The issue affects me personally because my daughter came out as bisexual when she was still a minor. I can’t imagine forcing Ipecac down her throat while exposing her to pictures of nude women. It was safe for God to allow his Son to be crucified because resurrection, but most children are short on divinity, and wouldn’t survive the sacrifice.

In 1973, “homosexuality” was removed from the Diagnostic and Statistical Manual (DSM) and replaced with sexual orientation disturbance, which still suggested cognitive disturbance. It wasn’t until 1987 that homosexuality was fully declassified as mental illness.
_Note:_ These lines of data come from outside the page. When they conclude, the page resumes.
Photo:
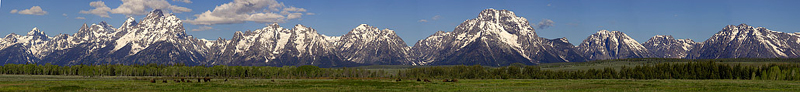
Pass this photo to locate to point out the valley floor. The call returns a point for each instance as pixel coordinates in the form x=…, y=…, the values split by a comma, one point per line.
x=78, y=83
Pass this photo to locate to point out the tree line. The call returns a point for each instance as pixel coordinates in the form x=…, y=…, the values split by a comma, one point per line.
x=286, y=72
x=687, y=70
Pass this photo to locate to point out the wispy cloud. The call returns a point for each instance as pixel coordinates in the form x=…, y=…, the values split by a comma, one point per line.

Even though the psychiatric community no longer recognizes homosexuality as mental illness, there remain those who refuse to see homosexual behavior as anything but sickness. Considering I have had at least one person suggest to me that “if enough gays are on the committee that regulates the DSM, they could easily vote the diagnosis out,” there will always be people who refuse to accept sexual diversity; and those are the folks having sex with sheep and chickens.

There is also more to be done on a governmental level. Currently, 14 states have passed legislation banning CT as accepted treatment for minors, leaving 36 states whose gay adolescents could be infused with guilt, shame, and self-loathing. I don’t expect our Vice President to abandon his support of trephining to release evil spirits, but perhaps he should receive electric shocks to his genitals while being shown heteroerotic imagery so he could be taught to hate his own nature.

The fundamental flaw of CT is suggestion that learned aversion toward sexual behavior results in altered sexual orientation. When under the duress of aversion therapy, its possible for anyone to want to avoid anything, but it won’t alter state of being. Depression, substance dependence, and suicidal ideation rates are higher among victims of CT because it teaches self-hatred, and forces conformity. Ultimately, the victim might learn to be repulsed by certain stimuli, but also develops depression through self-hatred. Should the Catholic Church renounce CT, it would be a step, but it wouldn’t be the leap taken should gay sex be accepted as a natural expression of love. Furthermore, because the Church holds so much power and influence, more states might follow its lead.

I’m aware my stance on Earth could adversely impact my eternity, but advocacy and acceptance are part of me now. Admittedly, this wasn’t always the case, and that’s my shame to bear. Only when I matured did I formulate my own thoughts without fear of rejection. I guess if eternity in hell has an upside, it’s that there should be plenty of souls in need of an empathic therapist.